Location: Toketee Falls, Oregon | Captured Spring 2025
Camera: Nikon D7500 | Lens: AF-S DX Nikkor 55-300mm f/4.5-5.6G ED VR

Photo:
A moss-covered staircase winds upward through the shadows of the forest. Roots and rocks surround the stone path like quiet witnesses, while soft light filters in from above marking the way forward.
Journal Entry:
These were the first steps I’ve taken back into the wild since I was hurt. Since that fall on the icy trail at Clear Lake. My youngest strapped to my back, my oldest watching as I held myself together so he wouldn’t have to worry. That day changed me. Not just physically, but in the way I carry my presence on the trail.
Coming to Toketee Falls wasn’t just another hike. It was a kind of return. A climb—not just up the path, but back to myself.
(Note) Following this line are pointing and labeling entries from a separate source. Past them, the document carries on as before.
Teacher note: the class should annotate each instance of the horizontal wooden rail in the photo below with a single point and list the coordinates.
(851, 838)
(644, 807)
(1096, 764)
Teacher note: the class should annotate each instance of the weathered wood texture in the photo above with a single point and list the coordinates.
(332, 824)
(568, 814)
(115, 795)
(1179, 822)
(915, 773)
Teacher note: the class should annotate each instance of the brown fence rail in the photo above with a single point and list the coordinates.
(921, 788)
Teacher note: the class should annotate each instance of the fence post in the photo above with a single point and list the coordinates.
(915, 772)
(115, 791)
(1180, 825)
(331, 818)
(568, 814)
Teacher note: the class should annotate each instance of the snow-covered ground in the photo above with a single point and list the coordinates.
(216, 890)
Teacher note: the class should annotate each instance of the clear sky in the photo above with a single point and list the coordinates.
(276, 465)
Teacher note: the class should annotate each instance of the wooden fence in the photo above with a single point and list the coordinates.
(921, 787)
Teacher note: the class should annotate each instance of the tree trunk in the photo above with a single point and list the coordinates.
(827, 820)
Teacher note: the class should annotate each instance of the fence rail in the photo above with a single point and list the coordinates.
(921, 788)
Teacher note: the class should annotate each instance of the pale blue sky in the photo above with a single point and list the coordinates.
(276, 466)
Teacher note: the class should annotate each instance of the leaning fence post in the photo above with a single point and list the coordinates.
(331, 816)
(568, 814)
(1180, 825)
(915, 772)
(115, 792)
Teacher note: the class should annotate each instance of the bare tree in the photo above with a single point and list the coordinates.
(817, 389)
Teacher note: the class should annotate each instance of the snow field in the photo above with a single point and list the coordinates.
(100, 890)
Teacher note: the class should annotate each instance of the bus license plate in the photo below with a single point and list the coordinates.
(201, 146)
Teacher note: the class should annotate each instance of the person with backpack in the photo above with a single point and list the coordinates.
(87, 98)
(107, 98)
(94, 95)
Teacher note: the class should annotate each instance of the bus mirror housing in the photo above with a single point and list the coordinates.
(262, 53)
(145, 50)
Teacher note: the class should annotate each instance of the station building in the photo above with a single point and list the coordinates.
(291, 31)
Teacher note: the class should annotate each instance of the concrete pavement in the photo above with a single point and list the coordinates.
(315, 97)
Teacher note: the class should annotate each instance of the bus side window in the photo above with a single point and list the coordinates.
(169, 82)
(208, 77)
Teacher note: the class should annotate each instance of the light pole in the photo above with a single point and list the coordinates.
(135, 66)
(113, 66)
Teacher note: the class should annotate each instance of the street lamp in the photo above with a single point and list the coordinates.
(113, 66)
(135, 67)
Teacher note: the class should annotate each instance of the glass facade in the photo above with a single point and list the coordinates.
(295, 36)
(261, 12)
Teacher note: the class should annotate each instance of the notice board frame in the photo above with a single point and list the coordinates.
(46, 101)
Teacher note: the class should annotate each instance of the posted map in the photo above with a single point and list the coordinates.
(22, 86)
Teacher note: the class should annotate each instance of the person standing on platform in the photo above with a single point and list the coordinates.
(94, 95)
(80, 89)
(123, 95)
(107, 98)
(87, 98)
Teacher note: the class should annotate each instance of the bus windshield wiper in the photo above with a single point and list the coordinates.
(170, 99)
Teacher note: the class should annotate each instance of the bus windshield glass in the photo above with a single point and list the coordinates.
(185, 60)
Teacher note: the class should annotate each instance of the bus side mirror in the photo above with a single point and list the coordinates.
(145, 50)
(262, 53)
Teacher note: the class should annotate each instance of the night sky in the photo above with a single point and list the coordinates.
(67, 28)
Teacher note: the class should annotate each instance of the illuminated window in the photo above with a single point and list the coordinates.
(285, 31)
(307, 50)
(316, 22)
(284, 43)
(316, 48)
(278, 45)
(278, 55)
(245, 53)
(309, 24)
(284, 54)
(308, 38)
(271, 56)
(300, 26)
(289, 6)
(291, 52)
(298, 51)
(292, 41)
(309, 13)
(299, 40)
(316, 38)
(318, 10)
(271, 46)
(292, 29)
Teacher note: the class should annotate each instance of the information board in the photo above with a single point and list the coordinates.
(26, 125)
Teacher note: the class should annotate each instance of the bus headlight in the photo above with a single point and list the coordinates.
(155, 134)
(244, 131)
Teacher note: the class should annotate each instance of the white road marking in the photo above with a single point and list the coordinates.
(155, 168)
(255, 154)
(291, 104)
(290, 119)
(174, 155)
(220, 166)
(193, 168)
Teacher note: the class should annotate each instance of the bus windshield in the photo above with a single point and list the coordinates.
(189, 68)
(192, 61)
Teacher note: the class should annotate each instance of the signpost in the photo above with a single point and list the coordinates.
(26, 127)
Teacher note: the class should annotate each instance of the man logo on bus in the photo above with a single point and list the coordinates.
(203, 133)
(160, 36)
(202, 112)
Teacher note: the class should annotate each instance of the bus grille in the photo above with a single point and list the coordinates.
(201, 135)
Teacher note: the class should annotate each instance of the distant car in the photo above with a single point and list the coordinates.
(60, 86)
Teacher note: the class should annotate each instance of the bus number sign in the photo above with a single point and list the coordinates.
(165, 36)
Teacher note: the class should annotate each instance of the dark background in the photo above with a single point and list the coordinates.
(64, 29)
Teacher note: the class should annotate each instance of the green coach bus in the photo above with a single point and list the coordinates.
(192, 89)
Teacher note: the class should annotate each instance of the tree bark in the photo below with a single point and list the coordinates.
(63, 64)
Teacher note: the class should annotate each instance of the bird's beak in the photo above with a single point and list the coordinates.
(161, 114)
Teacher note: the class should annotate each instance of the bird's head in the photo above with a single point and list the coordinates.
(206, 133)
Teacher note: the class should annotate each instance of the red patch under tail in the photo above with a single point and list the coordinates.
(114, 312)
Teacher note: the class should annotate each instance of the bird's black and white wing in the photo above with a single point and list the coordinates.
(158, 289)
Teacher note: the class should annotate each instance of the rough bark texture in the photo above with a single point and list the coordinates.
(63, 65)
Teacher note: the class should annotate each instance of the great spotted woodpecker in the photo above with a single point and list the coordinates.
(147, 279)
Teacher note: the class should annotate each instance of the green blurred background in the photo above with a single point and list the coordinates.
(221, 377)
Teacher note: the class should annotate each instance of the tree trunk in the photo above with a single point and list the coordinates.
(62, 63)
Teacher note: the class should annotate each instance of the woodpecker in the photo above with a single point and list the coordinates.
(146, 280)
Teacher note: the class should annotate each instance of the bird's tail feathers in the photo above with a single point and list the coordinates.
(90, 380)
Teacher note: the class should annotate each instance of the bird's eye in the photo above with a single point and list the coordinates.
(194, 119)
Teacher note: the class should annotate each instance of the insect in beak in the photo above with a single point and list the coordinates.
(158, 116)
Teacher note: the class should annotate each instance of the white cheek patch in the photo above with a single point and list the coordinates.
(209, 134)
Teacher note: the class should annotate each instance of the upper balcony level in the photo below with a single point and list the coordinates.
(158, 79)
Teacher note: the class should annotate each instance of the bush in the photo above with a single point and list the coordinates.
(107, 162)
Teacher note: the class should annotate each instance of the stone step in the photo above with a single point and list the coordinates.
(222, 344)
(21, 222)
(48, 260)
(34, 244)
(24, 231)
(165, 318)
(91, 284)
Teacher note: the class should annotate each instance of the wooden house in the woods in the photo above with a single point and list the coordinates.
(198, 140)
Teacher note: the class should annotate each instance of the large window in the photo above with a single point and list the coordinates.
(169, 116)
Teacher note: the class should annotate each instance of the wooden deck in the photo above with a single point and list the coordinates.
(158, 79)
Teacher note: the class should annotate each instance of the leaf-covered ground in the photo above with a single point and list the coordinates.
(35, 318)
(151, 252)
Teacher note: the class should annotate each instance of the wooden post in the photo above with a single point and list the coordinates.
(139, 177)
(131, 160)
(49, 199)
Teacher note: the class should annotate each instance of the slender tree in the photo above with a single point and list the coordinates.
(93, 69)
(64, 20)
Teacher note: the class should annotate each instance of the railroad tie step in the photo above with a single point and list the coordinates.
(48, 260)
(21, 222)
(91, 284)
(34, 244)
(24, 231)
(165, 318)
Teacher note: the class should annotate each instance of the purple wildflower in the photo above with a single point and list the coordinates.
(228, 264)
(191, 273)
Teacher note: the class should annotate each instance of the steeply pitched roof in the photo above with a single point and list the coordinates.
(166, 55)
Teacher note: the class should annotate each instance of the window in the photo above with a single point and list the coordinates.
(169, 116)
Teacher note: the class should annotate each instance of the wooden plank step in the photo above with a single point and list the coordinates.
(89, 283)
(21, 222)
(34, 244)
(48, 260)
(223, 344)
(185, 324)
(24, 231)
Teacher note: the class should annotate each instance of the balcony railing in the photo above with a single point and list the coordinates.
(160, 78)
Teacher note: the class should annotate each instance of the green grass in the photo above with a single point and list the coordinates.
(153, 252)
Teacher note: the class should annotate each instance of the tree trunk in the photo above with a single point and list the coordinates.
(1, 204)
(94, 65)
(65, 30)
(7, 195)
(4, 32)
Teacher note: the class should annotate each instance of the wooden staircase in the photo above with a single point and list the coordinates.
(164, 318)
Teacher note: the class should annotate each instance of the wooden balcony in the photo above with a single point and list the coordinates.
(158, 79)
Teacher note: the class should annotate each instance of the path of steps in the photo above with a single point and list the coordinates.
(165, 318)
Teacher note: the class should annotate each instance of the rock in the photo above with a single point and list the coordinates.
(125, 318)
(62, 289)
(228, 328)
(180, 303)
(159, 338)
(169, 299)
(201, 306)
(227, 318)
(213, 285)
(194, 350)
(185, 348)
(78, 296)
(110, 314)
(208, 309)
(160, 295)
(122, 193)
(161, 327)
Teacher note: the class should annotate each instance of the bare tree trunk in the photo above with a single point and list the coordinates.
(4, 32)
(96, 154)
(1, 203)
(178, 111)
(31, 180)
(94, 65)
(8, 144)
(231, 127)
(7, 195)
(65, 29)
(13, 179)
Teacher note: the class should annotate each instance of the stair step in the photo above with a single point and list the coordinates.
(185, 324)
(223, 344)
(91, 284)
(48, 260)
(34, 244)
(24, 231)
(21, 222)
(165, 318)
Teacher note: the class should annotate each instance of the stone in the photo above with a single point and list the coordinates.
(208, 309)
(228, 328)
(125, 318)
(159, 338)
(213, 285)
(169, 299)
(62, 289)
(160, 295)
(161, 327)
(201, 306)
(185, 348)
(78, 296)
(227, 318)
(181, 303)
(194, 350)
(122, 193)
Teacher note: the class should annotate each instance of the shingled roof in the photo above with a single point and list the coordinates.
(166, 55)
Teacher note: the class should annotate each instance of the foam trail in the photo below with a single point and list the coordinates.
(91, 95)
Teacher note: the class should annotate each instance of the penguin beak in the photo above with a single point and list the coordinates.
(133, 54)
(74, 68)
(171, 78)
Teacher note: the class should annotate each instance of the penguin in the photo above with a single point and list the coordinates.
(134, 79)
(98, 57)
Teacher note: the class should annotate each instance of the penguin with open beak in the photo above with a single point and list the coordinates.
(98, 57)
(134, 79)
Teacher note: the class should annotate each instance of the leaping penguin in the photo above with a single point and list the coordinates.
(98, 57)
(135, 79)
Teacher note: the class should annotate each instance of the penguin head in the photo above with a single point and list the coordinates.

There’s something symbolic about stairs carved into the earth like this. They don’t ask you to sprint. They just ask for one step at a time. And that’s what I’ve been learning to do again. Not just in hiking, but in how I move through life: slowly, deliberately, with more grace than before.
Legacy, I think, is built in the moments no one sees, the quiet returns, the internal battles, the steady breath between each step upward. This photo holds that weight. That quiet perseverance. That reminder that healing isn’t always loud—it’s often rooted in moss and shadow, and it grows in the silence of trying again.
I hope someday my sons see this and understand: their father didn’t just teach them how to move forward, but how to rise, even after falling.